The package **vMF** simulates von Mises-Fisher distribution ($\mathcal{M}$). Unlike the package [**movMF**](https://CRAN.R-project.org/package=movMF) [@hornik2014movmf], which simulates and estimates mixtures of $\mathcal{M}$, **vFM** performs  fast sampling as its source code is written in C++. **vFM** also computes the density and the normalization constant of $\mathcal{M}$.

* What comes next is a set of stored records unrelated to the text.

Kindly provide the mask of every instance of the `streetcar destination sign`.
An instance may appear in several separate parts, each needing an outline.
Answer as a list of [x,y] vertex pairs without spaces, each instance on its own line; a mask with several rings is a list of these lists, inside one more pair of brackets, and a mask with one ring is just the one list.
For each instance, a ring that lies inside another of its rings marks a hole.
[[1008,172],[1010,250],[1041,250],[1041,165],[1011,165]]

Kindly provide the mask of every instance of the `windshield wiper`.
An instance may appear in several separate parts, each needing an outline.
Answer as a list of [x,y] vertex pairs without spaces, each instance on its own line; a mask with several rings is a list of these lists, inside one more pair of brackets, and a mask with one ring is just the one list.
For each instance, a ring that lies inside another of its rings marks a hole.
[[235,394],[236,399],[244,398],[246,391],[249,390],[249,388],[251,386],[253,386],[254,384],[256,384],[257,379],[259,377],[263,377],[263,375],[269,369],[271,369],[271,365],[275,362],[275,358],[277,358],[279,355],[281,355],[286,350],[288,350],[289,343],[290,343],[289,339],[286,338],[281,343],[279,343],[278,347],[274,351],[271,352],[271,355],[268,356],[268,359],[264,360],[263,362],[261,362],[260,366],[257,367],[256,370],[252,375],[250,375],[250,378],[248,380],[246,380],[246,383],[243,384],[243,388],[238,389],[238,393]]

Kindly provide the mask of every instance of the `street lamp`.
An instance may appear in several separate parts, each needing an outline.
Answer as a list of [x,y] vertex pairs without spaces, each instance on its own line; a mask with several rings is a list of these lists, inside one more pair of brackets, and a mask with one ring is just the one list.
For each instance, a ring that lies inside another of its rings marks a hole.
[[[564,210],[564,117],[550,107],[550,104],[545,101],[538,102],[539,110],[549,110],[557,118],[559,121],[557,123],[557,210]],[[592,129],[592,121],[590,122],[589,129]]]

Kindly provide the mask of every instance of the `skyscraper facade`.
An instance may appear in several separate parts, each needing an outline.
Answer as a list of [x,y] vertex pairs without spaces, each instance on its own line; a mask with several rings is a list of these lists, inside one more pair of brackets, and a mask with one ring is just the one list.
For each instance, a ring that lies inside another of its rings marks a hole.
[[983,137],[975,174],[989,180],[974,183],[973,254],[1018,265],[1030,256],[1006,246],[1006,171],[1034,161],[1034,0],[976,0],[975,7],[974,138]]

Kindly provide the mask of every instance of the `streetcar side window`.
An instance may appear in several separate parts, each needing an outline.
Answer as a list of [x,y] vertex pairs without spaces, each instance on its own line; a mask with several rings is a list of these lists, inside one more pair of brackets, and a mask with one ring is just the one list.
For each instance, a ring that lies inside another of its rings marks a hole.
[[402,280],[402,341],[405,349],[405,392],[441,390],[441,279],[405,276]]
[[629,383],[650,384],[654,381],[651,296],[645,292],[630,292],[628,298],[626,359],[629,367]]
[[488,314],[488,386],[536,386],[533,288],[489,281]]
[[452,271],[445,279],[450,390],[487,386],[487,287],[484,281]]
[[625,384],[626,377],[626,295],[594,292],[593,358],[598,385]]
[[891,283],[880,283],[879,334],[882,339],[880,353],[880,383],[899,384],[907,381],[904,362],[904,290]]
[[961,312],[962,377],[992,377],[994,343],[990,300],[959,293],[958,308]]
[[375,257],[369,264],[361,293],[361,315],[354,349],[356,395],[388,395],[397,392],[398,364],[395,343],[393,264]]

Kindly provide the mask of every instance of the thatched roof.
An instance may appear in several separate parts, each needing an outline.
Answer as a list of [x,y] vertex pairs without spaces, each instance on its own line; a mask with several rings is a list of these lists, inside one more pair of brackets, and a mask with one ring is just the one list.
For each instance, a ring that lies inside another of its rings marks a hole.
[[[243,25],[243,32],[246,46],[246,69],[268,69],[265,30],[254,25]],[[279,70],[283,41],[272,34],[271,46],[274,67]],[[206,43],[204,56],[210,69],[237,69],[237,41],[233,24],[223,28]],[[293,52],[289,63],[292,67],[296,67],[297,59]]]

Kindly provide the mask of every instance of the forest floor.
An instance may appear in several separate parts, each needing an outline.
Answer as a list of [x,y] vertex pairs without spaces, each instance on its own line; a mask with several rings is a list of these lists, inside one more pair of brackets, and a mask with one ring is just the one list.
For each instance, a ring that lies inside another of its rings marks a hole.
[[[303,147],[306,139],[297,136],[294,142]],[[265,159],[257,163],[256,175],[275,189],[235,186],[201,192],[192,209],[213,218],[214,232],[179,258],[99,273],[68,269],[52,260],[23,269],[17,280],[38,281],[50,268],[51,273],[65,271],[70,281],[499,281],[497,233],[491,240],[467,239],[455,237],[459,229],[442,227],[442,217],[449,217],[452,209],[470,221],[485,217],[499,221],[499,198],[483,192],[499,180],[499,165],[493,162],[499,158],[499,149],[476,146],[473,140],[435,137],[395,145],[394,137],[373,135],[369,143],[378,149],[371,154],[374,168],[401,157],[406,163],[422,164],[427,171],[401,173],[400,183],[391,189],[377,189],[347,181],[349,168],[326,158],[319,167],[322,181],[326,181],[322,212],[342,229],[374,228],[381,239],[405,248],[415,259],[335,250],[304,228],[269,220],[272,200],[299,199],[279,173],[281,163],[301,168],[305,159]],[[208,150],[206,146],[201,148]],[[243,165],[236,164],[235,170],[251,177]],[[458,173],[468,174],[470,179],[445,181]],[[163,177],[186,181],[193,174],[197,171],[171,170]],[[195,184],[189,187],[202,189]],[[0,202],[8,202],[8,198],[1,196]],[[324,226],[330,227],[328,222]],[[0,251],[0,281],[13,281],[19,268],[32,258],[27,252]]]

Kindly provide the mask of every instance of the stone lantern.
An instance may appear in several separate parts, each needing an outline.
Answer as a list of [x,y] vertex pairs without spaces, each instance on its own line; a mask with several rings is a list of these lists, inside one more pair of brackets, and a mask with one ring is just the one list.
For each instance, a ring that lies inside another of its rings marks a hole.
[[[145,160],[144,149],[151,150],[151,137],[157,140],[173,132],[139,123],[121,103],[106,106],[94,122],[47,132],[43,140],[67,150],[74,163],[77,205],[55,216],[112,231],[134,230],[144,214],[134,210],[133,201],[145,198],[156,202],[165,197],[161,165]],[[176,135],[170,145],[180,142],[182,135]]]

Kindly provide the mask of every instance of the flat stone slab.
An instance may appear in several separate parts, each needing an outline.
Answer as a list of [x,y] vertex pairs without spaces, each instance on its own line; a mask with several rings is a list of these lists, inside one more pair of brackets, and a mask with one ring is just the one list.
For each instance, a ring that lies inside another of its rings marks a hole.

The von Mises-Fisher distribution is used to model coordinates on a hypersphere of dimension $p \ge 2$. Roughly speaking, it is the equivalent of the normal distribution on a hypersphere. As the normal distribution, $\mathcal{M}$ is characterized by two parameters. The location (or mean directional) parameter $\boldsymbol{\mu}$ around which draws will be concentrated and the intensity parameter $\eta$ which measures the intensity of concentration of the draws around $\boldsymbol{\mu}$. The higher $\eta$, the more the draws are concentrated around $\boldsymbol{\mu}$. Compared to the normal distribution, $\boldsymbol{\mu}$ is similar to the mean parameter of the normal distribution and $1/\eta$ is similar to the standard deviation.

There are several definitions of the density function of $\mathcal{M}$. In this package, the density is normalized by the uniform distribution without loss of generality. This is also the case in @mardia2009directional and @hornik2013conjugate.

Let $\mathbf{z} \sim \mathcal{M}\left(\eta,\boldsymbol{\mu}\right)$. The density of $\mathbf{z}$ is given by

$$f_p(\mathbf{z}|\eta, \boldsymbol{\mu}) =C_p(\eta) e^{\eta\mathbf{z}'\boldsymbol{\mu}},$$
where $\displaystyle C_p(x) = \left(\frac{x}{2}\right)^{\frac{p}{2}-1}\frac{1}{\Gamma\left(\frac{p}{2}\right)I_{\frac{p}{2}-1}(x)}$ is the normalization constant and $I_.(.)$ the Bessel function of the first kind defined by: $$\displaystyle I_{\alpha}(x) = \sum_{m=0}^{\infty}\frac{\left(\frac{x}{2}\right)^{2m+\alpha}}{m!\Gamma(m+\alpha + 1)}.$$
\noindent The normalization with respect to the uniform distribution implies $C_p(0)=1$.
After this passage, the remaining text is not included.